Neural networks made of real neurons, in functioning brains

November 3, 2014 — February 14, 2022

machine learning

How do brains work?

Figure 1

I mean, how do brains work at the level slightly higher than a synapse, but much lower than, e.g. psychology. “How is thought done?” etc.

Notes pertaining to large, artificial networks are filed under artificial neural networks. The messy, biological end of the stick is here. Since brains seem to be the seat of the most flashy and important bit of the computing taking place in our bodies, we understandably want to know how they works, in order to

Real brains are different to the “neuron-inspired” computation of the simulacrum in many ways, not just the usual difference between model and reality. The similitude between “neural networks” and neurons is intentionally weak for reasons of convenience.

For one example, most simulated neural networks are based on a continuous activation potential and discrete time, unlike spiking biological ones which are driven by discrete events in continuous time.

Also real brains support heterogeneous types of neuron, have messier layer organisation, use less power, don’t have well-defined backpropagation (or not in the same way), and many other things that I as a non-specialist do not know.

To learn more about:

1 Fun data

Allen Institute Brain Observatory.

2 How computationally complex is a neuron?

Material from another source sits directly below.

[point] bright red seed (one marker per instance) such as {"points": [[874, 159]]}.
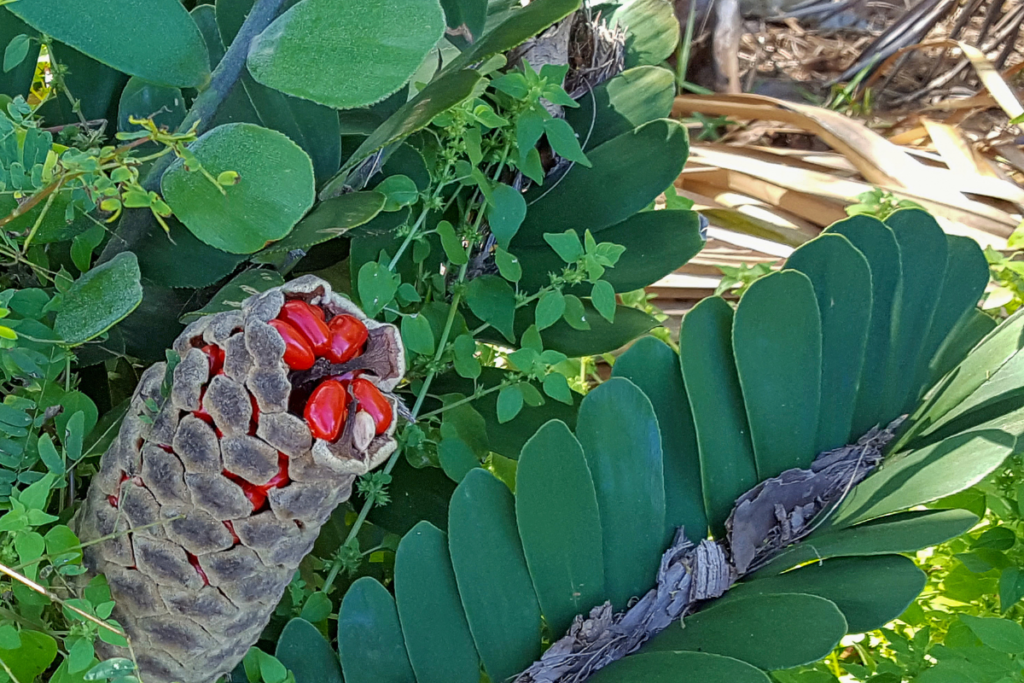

Empirically quantifying computation is hard, but people try to do it all the time for brains. Classics try to estimate structure in neural spike trains, (Crumiller et al. 2011; Haslinger, Klinkner, and Shalizi 2010; Nemenman, Bialek, and de Ruyter van Steveninck 2004) often by empirical entropy estimates.

If we are prepared to accept “size of a neural network needed to approximate X” as an estimate of the complexity of X, then there are some interesting results: Allison Whitten, How Computationally Complex Is a Single Neuron? (Beniaguev, Segev, and London 2021). OTOH, finding the smallest neural network that can approximate something is itself computationally hard and not in general even easy to check.

3 Pretty pictures of neurons

The names I am looking for here for beutiful hand drawn early neuron diagrams are Camillo Golgi and Santiago Ramón y Cajal, especially the latter.

4 References

Amigó, Szczepański, Wajnryb, et al. 2004. Estimating the Entropy Rate of Spike Trains via Lempel-Ziv Complexity.” Neural Computation.
Barbieri, Quirk, Frank, et al. 2001. Construction and Analysis of Non-Poisson Stimulus-Response Models of Neural Spiking Activity.” Journal of Neuroscience Methods.
Beniaguev, Segev, and London. 2021. Single Cortical Neurons as Deep Artificial Neural Networks.” Neuron.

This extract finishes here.